手描きの二次創作のイラストと、画像生成AIで作られたAIイラストでは、以下の2つの事例にはどのような差があるのでしょうか?
- 人間がとある画像Zを二次創作した場合
- AI学習のおいて、AIの学習したモノの1つに、画像Zが含んでいた画像生成AIで生成した場合
この問題は、非常に答えにくいテーマで、みなさん話したがらないテーマですね…
私はイラストも描きますし、AIイラストも楽しんでいますので、フラットな視点で解説していきます
炎上しやすいし、議論を呼ぶ問題なので慎重に答えていきますね
この記事を見ると、さまざまな場所で議論を呼んでいる、手描きイラストとAIイラストの問題や背景を理解できるようになります
【手描きイラストとAIイラスト】二次創作と画像生成AIの違い
何をもって「違い」というのかという点では、今回は著作権を中心にについて違いを解説しますね
冒頭に示した以下の事例ですが、法律的(著作権法)には同じ扱いになります
- 人間がとある画像Zを二次創作した場合
- AI学習のおいて、AIの学習したモノの1つに、画像Zが含んでいた画像生成AIで生成した場合
あなたが描いた二次創作のキャラクターの絵と
AIが生成したキャラクターの画像は、法律的には同じように扱われます。
どちらも、元のキャラクターの画像に対する権利(著作権)に関わってくることです
また、画像に対する権利(著作権)が発生しない場合があります(パブリックドメイン)
問題は、画像Zに著作権があるのか?ないのかで変わりまして、手描きか?AI生成かでの問題の差は生じません
この問題には、AIやweb3.0に詳しい福岡真之介弁護士にアドバイスを頂きました
画像Zに著作権があったら、どうなるのでしょうか?
①と②の事例において、どちらも著作権法上の問題が生じる可能性があるという点で同じです。
- 人間がとある画像Zを二次創作した場合
- AI学習のおいて、AIの学習したモノの1つに、画像Zが含んでいた画像生成AIで生成した場合
人間がそのキャラクターの絵を描くことも、AIがそのキャラクターの画像を生成することも、法律的には問題が生じる可能性があります。

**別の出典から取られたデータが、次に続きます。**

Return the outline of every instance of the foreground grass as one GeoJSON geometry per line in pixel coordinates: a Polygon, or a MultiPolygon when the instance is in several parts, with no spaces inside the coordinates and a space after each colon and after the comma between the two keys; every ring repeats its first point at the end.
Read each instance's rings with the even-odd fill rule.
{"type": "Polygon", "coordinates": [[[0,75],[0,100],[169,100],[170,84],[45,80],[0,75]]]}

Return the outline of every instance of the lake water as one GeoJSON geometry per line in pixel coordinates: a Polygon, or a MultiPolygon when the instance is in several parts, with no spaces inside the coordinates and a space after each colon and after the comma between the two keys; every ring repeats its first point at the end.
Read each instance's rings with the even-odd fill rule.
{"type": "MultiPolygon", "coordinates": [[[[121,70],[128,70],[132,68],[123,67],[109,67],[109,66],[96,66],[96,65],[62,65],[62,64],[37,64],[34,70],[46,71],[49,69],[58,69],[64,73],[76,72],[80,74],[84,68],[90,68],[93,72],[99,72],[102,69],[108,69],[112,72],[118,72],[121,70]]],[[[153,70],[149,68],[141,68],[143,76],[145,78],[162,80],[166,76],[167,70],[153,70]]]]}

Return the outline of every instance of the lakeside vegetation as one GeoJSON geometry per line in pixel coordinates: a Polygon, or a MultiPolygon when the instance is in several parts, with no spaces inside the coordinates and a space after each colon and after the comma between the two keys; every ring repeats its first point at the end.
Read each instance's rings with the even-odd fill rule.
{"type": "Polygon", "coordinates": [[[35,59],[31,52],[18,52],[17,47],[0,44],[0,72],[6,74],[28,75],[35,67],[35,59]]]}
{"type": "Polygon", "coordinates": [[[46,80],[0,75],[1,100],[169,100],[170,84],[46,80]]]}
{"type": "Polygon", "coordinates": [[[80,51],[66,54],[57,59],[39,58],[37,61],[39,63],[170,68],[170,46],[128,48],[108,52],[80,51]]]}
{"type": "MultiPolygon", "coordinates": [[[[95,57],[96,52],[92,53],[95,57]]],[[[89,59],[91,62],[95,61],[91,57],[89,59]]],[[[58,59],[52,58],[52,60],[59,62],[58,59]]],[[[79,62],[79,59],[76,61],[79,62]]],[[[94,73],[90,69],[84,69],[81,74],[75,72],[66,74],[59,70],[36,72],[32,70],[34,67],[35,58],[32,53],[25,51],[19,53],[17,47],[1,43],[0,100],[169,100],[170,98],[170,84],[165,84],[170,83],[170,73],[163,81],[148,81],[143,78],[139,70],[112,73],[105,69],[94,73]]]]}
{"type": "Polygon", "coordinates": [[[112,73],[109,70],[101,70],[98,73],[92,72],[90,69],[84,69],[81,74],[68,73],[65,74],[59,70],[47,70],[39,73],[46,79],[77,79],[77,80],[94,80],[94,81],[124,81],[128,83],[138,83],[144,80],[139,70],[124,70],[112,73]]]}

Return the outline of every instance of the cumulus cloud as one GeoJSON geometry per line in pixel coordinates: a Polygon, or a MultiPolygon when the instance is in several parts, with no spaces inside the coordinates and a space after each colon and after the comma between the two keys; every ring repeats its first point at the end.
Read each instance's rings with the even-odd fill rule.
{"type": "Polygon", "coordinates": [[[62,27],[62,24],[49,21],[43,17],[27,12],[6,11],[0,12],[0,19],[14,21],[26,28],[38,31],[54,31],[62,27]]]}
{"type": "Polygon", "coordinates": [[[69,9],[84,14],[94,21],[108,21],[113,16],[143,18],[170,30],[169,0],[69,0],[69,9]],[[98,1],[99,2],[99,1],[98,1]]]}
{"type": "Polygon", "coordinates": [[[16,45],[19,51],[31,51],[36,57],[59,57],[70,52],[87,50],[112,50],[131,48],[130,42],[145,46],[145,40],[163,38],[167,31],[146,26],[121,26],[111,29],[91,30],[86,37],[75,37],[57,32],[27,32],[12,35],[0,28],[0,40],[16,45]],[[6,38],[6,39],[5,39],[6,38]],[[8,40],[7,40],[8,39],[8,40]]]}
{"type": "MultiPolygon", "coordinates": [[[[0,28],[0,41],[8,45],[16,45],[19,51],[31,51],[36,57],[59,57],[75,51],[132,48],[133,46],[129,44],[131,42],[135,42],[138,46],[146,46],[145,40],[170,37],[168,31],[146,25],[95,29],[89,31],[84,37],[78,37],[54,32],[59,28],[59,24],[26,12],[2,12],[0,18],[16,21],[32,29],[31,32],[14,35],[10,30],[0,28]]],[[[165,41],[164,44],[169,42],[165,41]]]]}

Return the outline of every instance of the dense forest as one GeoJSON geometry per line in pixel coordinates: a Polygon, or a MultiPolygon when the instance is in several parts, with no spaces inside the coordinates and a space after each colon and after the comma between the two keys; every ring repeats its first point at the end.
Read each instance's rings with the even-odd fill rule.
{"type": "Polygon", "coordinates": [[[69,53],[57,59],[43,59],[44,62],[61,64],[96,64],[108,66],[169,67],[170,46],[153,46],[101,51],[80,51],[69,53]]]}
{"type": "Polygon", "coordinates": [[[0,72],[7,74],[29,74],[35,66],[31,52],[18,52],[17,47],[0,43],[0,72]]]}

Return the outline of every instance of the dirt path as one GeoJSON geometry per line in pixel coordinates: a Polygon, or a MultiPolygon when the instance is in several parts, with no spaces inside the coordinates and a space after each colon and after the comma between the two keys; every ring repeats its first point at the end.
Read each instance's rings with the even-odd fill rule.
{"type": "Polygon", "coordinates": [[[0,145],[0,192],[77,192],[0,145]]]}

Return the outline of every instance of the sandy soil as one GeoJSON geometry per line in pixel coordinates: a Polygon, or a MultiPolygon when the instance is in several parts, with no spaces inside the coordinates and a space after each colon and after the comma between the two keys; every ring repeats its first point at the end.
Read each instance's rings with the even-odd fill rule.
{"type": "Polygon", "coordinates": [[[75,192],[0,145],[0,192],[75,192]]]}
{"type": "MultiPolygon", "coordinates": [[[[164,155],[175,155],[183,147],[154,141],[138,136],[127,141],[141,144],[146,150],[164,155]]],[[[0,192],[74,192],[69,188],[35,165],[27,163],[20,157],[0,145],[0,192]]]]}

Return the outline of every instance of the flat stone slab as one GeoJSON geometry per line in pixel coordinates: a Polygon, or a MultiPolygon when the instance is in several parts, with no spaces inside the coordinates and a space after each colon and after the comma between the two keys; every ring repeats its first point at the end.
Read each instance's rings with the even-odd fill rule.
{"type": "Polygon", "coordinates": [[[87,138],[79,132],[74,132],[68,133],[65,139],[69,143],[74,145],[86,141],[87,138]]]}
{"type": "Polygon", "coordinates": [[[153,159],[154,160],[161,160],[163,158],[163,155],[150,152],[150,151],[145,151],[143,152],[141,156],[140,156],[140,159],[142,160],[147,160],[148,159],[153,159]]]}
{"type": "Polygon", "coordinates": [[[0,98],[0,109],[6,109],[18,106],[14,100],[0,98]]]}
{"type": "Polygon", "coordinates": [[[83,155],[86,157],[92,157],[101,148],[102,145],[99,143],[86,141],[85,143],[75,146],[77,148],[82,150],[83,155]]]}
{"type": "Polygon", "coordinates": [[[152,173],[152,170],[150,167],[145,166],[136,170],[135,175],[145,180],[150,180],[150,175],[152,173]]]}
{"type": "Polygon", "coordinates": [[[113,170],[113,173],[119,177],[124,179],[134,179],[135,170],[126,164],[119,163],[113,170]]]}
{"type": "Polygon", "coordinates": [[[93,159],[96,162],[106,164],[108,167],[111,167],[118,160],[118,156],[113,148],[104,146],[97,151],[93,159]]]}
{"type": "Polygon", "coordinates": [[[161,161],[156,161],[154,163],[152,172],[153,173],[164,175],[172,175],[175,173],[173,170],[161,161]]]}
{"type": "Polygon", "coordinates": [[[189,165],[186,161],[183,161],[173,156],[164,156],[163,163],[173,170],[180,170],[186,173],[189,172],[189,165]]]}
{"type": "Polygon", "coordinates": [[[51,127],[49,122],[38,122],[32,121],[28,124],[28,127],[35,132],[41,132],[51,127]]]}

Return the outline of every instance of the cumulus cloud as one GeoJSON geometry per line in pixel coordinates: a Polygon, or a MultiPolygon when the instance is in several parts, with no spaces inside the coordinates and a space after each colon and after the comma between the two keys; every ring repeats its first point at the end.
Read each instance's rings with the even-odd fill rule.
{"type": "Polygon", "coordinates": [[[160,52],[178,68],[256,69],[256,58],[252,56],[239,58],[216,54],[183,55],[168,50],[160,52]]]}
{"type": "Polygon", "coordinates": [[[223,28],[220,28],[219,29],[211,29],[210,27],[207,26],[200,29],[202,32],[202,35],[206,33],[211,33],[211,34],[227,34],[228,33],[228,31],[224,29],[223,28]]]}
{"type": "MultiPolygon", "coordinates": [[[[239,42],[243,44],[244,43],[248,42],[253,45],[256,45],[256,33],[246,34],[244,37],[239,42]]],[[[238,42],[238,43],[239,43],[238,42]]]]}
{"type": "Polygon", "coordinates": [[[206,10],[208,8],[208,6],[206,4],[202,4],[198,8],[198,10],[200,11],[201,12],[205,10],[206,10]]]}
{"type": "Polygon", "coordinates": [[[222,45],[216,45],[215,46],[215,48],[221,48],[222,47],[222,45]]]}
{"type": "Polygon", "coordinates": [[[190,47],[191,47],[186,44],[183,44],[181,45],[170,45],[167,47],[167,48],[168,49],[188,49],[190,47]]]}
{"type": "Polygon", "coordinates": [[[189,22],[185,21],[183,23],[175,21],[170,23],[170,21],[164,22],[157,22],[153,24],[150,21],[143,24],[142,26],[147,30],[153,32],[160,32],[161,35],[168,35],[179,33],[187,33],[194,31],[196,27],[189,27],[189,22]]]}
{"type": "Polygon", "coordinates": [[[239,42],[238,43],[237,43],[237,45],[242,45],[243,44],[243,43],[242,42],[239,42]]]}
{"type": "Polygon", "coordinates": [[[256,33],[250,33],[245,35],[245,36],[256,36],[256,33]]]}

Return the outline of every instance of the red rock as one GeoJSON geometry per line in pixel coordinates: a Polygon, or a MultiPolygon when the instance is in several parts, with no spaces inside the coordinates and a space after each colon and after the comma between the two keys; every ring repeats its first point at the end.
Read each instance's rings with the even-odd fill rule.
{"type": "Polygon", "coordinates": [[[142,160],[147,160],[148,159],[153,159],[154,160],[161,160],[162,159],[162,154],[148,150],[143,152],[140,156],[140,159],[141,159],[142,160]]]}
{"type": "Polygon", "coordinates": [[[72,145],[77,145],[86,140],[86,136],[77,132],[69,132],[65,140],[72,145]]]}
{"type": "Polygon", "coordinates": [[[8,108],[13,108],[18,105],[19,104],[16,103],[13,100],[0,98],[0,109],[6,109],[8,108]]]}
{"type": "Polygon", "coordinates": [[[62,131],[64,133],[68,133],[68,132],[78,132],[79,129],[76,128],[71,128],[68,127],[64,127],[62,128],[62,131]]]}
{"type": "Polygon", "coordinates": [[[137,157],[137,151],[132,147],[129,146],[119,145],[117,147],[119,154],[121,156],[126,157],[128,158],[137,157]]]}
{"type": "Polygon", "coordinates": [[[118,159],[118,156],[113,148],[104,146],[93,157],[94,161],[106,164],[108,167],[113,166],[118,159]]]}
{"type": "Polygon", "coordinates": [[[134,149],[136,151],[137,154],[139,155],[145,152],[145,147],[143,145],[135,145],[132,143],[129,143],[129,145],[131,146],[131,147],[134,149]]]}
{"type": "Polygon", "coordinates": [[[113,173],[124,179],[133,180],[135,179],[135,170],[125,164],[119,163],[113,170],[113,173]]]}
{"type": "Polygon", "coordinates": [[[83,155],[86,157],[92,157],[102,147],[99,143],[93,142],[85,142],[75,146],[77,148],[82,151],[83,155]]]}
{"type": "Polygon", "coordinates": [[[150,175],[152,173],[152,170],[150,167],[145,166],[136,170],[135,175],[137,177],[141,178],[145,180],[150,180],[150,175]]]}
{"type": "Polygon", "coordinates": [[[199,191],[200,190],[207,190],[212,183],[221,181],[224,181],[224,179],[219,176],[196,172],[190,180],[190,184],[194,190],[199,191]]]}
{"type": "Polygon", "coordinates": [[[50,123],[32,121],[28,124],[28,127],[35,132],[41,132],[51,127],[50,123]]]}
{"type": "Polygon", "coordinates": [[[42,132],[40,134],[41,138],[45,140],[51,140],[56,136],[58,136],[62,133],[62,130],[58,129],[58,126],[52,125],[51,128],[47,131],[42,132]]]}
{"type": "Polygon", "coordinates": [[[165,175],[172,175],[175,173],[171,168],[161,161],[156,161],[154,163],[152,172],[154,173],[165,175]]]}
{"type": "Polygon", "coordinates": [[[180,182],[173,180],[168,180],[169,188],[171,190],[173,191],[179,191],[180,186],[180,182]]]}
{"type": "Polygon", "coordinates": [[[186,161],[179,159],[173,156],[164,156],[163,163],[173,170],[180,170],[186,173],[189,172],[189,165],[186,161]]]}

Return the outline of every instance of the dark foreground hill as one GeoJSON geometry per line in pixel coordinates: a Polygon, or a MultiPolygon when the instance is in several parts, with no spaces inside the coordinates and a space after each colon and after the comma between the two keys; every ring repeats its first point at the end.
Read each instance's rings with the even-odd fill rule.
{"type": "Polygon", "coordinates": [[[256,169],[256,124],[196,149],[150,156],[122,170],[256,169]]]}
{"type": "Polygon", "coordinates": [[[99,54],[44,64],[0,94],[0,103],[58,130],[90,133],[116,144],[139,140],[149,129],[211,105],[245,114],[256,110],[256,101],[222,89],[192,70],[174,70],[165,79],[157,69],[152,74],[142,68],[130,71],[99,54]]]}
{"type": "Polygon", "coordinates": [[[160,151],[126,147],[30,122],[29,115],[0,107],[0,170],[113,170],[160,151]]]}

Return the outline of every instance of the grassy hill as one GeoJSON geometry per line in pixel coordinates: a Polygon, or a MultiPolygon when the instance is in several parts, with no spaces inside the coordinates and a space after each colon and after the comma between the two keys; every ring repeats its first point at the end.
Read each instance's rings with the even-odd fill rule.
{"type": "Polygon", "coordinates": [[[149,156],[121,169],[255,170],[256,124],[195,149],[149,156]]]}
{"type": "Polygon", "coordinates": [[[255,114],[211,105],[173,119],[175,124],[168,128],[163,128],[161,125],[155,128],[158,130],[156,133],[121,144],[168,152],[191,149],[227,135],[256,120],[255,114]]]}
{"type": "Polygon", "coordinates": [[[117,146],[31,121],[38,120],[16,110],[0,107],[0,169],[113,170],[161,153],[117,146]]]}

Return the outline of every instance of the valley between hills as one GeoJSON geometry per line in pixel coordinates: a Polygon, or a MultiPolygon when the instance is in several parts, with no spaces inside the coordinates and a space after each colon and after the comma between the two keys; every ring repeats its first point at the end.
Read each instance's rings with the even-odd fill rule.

両方の事例において、元の画像Zが著作権で保護されている場合、その画像を無断で使用することは著作権侵害となる可能性があります。
つまり、著作権者から許可を得ずに使うと、それは違法となる可能性があるのです。
画像Zに著作権がない場合(パブリックドメイン)
すべての画像が著作権で保護されているわけではありません。
パブリックドメイン(公共の領域)という、誰でも自由に使うことができる画像もあります。
パブリックドメインの画像であれば、その画像を使用して手描きのイラストを作成したり、AIによって生成されたイラストを作成したりすることに問題はありません。
パブリックドメインの作品は著作権の制約を受けずに、自由に使用することができます。
要点としては、パブリックドメインの画像は自由に使用できますが、著作権のある画像を使用する場合は、著作権を尊重して適切な手続きを行う必要があるということです。
「手描きの二次創作イラスト」と「画像生成AIのAIイラスト」では著作権上の相違はない
著作権法の観点から言えば、パブリックドメインであるかどうかに関わらず、著作権がある画像を使用する場合には、手描きであっても、AIの生成においても同様の注意が必要です。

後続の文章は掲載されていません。